-Çocuklar müfettiş gelecek. İyi çalışın. Müfettiş size soru sorduğunda beni mahcup etmeyin. Göreyim sizi, derdi. Bizi alırdı bir telaş:
-Muvaddiş gelecağamiş la… Aman iyi çalışak da bize gızmasın.
. Bir de Müfettişler Müfettişi. Bu bir kitap. Orhan Kemal’in ölümsüz eseri. Anadolu’da bir kasabaya kerli ferli bir adam gelir. Ense kulak yerinde. Galaklı gulaklı…İri yarı, çam yarması gibi. Giyim kuşam o biçim, grand tuvalet… Bakışları derin, mânâlı. Bu olsa olsa müfetiştir. Öyle algılanır. Ve ilginç olaylar yaşanır. Müfettişler müfettişi, safderun kasaba halkının bu aymazlığını öyle bir kullanır ki!

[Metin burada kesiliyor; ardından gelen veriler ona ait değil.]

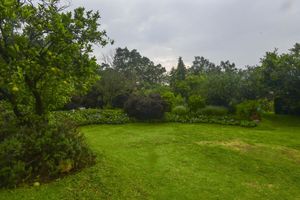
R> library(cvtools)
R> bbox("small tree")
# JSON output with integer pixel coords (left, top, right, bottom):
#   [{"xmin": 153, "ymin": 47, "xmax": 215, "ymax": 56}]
[{"xmin": 0, "ymin": 0, "xmax": 110, "ymax": 123}]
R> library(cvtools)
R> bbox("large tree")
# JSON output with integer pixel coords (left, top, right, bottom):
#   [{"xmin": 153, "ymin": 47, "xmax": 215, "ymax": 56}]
[
  {"xmin": 0, "ymin": 0, "xmax": 110, "ymax": 121},
  {"xmin": 260, "ymin": 43, "xmax": 300, "ymax": 115}
]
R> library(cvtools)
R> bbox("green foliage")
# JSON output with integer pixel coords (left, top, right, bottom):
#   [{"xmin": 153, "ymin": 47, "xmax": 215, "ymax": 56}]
[
  {"xmin": 0, "ymin": 122, "xmax": 95, "ymax": 187},
  {"xmin": 124, "ymin": 94, "xmax": 167, "ymax": 120},
  {"xmin": 259, "ymin": 43, "xmax": 300, "ymax": 115},
  {"xmin": 198, "ymin": 106, "xmax": 228, "ymax": 116},
  {"xmin": 188, "ymin": 95, "xmax": 205, "ymax": 112},
  {"xmin": 172, "ymin": 106, "xmax": 189, "ymax": 116},
  {"xmin": 165, "ymin": 112, "xmax": 257, "ymax": 127},
  {"xmin": 161, "ymin": 91, "xmax": 184, "ymax": 111},
  {"xmin": 0, "ymin": 0, "xmax": 110, "ymax": 123},
  {"xmin": 50, "ymin": 109, "xmax": 132, "ymax": 126},
  {"xmin": 236, "ymin": 100, "xmax": 263, "ymax": 120}
]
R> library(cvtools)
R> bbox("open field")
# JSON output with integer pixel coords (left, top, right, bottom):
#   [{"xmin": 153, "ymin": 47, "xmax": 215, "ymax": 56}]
[{"xmin": 0, "ymin": 116, "xmax": 300, "ymax": 200}]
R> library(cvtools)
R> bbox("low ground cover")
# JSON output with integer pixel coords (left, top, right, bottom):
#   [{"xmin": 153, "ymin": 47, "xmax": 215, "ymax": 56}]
[{"xmin": 0, "ymin": 116, "xmax": 300, "ymax": 200}]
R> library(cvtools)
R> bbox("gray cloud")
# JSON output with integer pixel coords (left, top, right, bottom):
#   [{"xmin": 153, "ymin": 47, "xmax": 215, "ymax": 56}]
[{"xmin": 72, "ymin": 0, "xmax": 300, "ymax": 68}]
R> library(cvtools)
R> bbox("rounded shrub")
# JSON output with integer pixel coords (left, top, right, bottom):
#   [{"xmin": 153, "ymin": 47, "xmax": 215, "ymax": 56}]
[
  {"xmin": 188, "ymin": 95, "xmax": 205, "ymax": 112},
  {"xmin": 124, "ymin": 94, "xmax": 167, "ymax": 120},
  {"xmin": 236, "ymin": 100, "xmax": 262, "ymax": 120},
  {"xmin": 172, "ymin": 106, "xmax": 189, "ymax": 116},
  {"xmin": 198, "ymin": 106, "xmax": 229, "ymax": 116},
  {"xmin": 0, "ymin": 122, "xmax": 95, "ymax": 187}
]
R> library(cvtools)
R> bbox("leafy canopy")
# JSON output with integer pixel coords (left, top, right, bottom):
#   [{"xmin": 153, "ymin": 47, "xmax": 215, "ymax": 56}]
[{"xmin": 0, "ymin": 0, "xmax": 112, "ymax": 122}]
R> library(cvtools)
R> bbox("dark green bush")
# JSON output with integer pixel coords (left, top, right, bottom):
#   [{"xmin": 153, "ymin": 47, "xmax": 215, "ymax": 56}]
[
  {"xmin": 236, "ymin": 100, "xmax": 262, "ymax": 120},
  {"xmin": 172, "ymin": 106, "xmax": 189, "ymax": 116},
  {"xmin": 0, "ymin": 122, "xmax": 95, "ymax": 187},
  {"xmin": 188, "ymin": 95, "xmax": 205, "ymax": 112},
  {"xmin": 50, "ymin": 109, "xmax": 131, "ymax": 125},
  {"xmin": 124, "ymin": 94, "xmax": 168, "ymax": 120},
  {"xmin": 165, "ymin": 113, "xmax": 257, "ymax": 127},
  {"xmin": 198, "ymin": 106, "xmax": 228, "ymax": 116}
]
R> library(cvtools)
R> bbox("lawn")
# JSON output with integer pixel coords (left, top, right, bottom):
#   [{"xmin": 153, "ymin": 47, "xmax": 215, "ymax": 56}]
[{"xmin": 0, "ymin": 116, "xmax": 300, "ymax": 200}]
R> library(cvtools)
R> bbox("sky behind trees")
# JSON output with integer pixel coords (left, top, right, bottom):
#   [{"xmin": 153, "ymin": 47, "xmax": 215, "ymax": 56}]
[{"xmin": 69, "ymin": 0, "xmax": 300, "ymax": 69}]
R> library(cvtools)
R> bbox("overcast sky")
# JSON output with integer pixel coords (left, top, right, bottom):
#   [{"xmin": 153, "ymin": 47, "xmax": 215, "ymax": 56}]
[{"xmin": 70, "ymin": 0, "xmax": 300, "ymax": 69}]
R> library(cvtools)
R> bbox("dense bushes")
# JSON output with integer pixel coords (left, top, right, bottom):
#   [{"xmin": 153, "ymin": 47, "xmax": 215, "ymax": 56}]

Bu kitabı okumalı. “Güleriz ağlanacak halimize.” sözünün somutlaşmış bir örneği bu kitap. Bu arada İstanbul’da Cihangir’de Orhan Kemal Müzesi’ni gezdim. Raflarda Müfettişler Müfettişi’ni görünce de gayri ihtiyari gülümsedim. Bunu da belirteyim.
. Şimdi seksenli yıllara gidelim. K.Maraş’a… O yıllarda Cumhuriyet Ortaokulundayız. Her yıl sonu sınav yapılıyor. Bir de yeni eğitim-öğretim yılı başında eylül sınavları var. Bütünleme… Hatta bir şarkı hatırlıyorum. Alpay söylerdi. Adı: “Eylülde gel…”
Yanlış anımsamıyorsam haziran sınavlarıydı. Türkçe Dersi Zümre Başkanı Hayrullah Yılmaz sınav görevi olduğunda günlük tıraşını olur, grand tuvalet giyinir, öyle gelir okula. Öyle ki ceketinin önünü düğmelemiş. Ayakkabılar yeni boyanmış. Ayna gibi parlıyor. Hayrullah Hocanın elinde bond çantası. Tek tek basaraktan, bade süzerekten bir gelişi var ki görenin yüreği ağzına gelir. Niye ki? Müfettiş geliyor korkusundan. Biz zaman zaman takılırız başkanımıza:
-Hayrullah Bey. Bu ne ciddiyet? Tam müfettiş olacak adamsın.
Bu çok hoşuna gider Hayrullah Beyin. Gülümser. Şöyle bir kaykılır oturduğu sandalyede:
-Arkadaş, işini ciddiye alacaksın. Biz büyüklerimizden böyle gördük, der. Gülüşürüz.
. Yine sınav görevimiz var.Türkçe Sınavı. Sınav Kurulu toplandı. Soruları hazırladık. Sınav evrakını Okul Müdürümüz Salih Çalıksoy’a onaylatıp soruları teksir makinesinde çoğaltacağız. Girdik müdür beyin odasına. Yine bizim Hayrullah Hoca elinde bond çanta, pürciddiyet… Okul Müdürü Salih Çalıksoy sınav evrakını imzaladıktan sonra Hayrullah Hocaya baktı:
-Yav hemşerim. Böyle grand tuvalet giyinip, elinde bond çantayla geliyorsun. Müfettiş geldi diye bizi telaşa düşürüyorsun, dedi. Hayrullah Yılmaz ve Salih Çalıksoy Kayserili’ydiler. Hemşerilikleri buradan geliyordu.
Hayrullah Hoca hiç ciddiyetini bozmadı:
-Yok müdürüm, olmaz. Biz büyüklerimizden böyle gördük,dedi.
Biz makaraları koyverdik… Hey gidi günler!